Lezabeth Scott alle 12:13 del 11 aprile 2013 ha scritto:

Mah...non peggio di tanti altri. Più famosi.

Lezabeth Scott alle 12:21 del 11 aprile 2013 ha scritto:

PS: il singolo è bello e Mengoli ha scritto una grande recensione.

Kuaglia alle 14:23 del 12 aprile 2013 ha scritto:

In Italia sembra proprio che che da un po' non si riesca a fare rock e quando non lo si fà si cade tra Capossela&Baustelle. Qui sento di piu' i secondi, a parte la voce(noisa), comunque validi. Un po' alto il voto

george alle 12:51 del 14 aprile 2013 ha scritto:

grazie a tutti!

Marco_Biasio alle 9:46 del 15 aprile 2013 ha scritto:

Non sapevo fosse uscito il nuovo disco! Occorrerà ascoltare! Bravo Dan!

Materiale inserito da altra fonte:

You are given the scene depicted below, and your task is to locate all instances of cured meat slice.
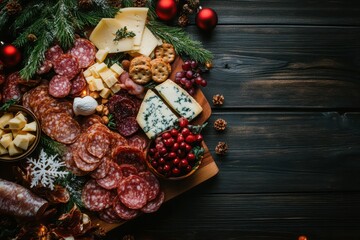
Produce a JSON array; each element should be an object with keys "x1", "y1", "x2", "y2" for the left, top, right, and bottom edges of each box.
[
  {"x1": 117, "y1": 175, "x2": 149, "y2": 209},
  {"x1": 70, "y1": 72, "x2": 86, "y2": 97},
  {"x1": 49, "y1": 75, "x2": 71, "y2": 98},
  {"x1": 96, "y1": 162, "x2": 122, "y2": 189},
  {"x1": 119, "y1": 164, "x2": 138, "y2": 177},
  {"x1": 113, "y1": 198, "x2": 140, "y2": 220},
  {"x1": 41, "y1": 113, "x2": 81, "y2": 144},
  {"x1": 81, "y1": 180, "x2": 110, "y2": 211},
  {"x1": 90, "y1": 157, "x2": 111, "y2": 179},
  {"x1": 86, "y1": 132, "x2": 110, "y2": 158},
  {"x1": 141, "y1": 192, "x2": 165, "y2": 213},
  {"x1": 54, "y1": 54, "x2": 80, "y2": 79},
  {"x1": 139, "y1": 172, "x2": 160, "y2": 201},
  {"x1": 69, "y1": 38, "x2": 96, "y2": 68},
  {"x1": 113, "y1": 146, "x2": 146, "y2": 172},
  {"x1": 45, "y1": 45, "x2": 64, "y2": 63},
  {"x1": 116, "y1": 117, "x2": 139, "y2": 137}
]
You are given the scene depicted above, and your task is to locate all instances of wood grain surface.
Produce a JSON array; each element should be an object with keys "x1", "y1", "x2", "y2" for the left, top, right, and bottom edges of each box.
[{"x1": 106, "y1": 0, "x2": 360, "y2": 240}]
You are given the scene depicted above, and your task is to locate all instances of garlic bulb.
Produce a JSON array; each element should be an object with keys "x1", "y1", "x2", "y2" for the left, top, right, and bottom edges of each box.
[{"x1": 73, "y1": 96, "x2": 98, "y2": 116}]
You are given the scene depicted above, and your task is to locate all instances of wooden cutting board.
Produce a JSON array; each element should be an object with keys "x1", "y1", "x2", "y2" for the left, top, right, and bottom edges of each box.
[{"x1": 94, "y1": 57, "x2": 219, "y2": 232}]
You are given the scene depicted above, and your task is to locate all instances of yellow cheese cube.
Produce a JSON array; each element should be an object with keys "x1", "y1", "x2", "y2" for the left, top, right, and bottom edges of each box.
[
  {"x1": 8, "y1": 142, "x2": 23, "y2": 156},
  {"x1": 0, "y1": 113, "x2": 14, "y2": 129},
  {"x1": 110, "y1": 63, "x2": 124, "y2": 77},
  {"x1": 0, "y1": 144, "x2": 8, "y2": 155},
  {"x1": 95, "y1": 49, "x2": 109, "y2": 62},
  {"x1": 22, "y1": 121, "x2": 36, "y2": 132},
  {"x1": 13, "y1": 134, "x2": 30, "y2": 150},
  {"x1": 110, "y1": 83, "x2": 121, "y2": 93},
  {"x1": 0, "y1": 133, "x2": 12, "y2": 148},
  {"x1": 100, "y1": 88, "x2": 111, "y2": 98}
]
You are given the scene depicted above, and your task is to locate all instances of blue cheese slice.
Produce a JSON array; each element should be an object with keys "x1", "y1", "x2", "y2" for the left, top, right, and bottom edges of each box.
[
  {"x1": 155, "y1": 79, "x2": 203, "y2": 121},
  {"x1": 136, "y1": 90, "x2": 177, "y2": 138}
]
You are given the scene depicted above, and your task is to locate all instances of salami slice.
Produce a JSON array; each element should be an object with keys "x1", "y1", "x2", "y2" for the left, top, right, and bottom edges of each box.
[
  {"x1": 86, "y1": 132, "x2": 110, "y2": 158},
  {"x1": 117, "y1": 175, "x2": 149, "y2": 209},
  {"x1": 113, "y1": 198, "x2": 140, "y2": 220},
  {"x1": 96, "y1": 162, "x2": 122, "y2": 189},
  {"x1": 141, "y1": 192, "x2": 165, "y2": 213},
  {"x1": 54, "y1": 54, "x2": 80, "y2": 79},
  {"x1": 45, "y1": 45, "x2": 64, "y2": 63},
  {"x1": 69, "y1": 38, "x2": 96, "y2": 68},
  {"x1": 139, "y1": 172, "x2": 160, "y2": 201},
  {"x1": 81, "y1": 180, "x2": 110, "y2": 211},
  {"x1": 49, "y1": 75, "x2": 71, "y2": 98}
]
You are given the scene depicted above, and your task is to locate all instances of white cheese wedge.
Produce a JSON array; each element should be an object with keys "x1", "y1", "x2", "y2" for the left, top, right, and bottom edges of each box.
[
  {"x1": 90, "y1": 18, "x2": 135, "y2": 53},
  {"x1": 136, "y1": 90, "x2": 177, "y2": 138},
  {"x1": 115, "y1": 7, "x2": 149, "y2": 46},
  {"x1": 155, "y1": 79, "x2": 202, "y2": 121},
  {"x1": 139, "y1": 27, "x2": 159, "y2": 56}
]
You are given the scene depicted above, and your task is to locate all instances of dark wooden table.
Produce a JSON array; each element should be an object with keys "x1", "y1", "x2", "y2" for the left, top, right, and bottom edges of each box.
[{"x1": 107, "y1": 0, "x2": 360, "y2": 240}]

bargeld, autore, alle 20:08 del 15 maggio 2013 ha scritto:

Intanto ringrazio per i complimenti. Ci tengo a precisare che ho recensito (oltre che ascoltato) molti album appartenenti a questo nuovo filone cantautorale - o pseudo-tale - italiano. Non ho mai assegnato un voto così alto a nessuno di quei dischi. Un motivo c'è: nessuno aveva la scintilla. In questo disco ci sono alcuni momenti (attimi, secondi forse) di limpido incanto che lasciano completamente disarmati. Forse non li troverete nemmeno dopo molti ascolti, ma se li scovate... chevvelodicoafa'.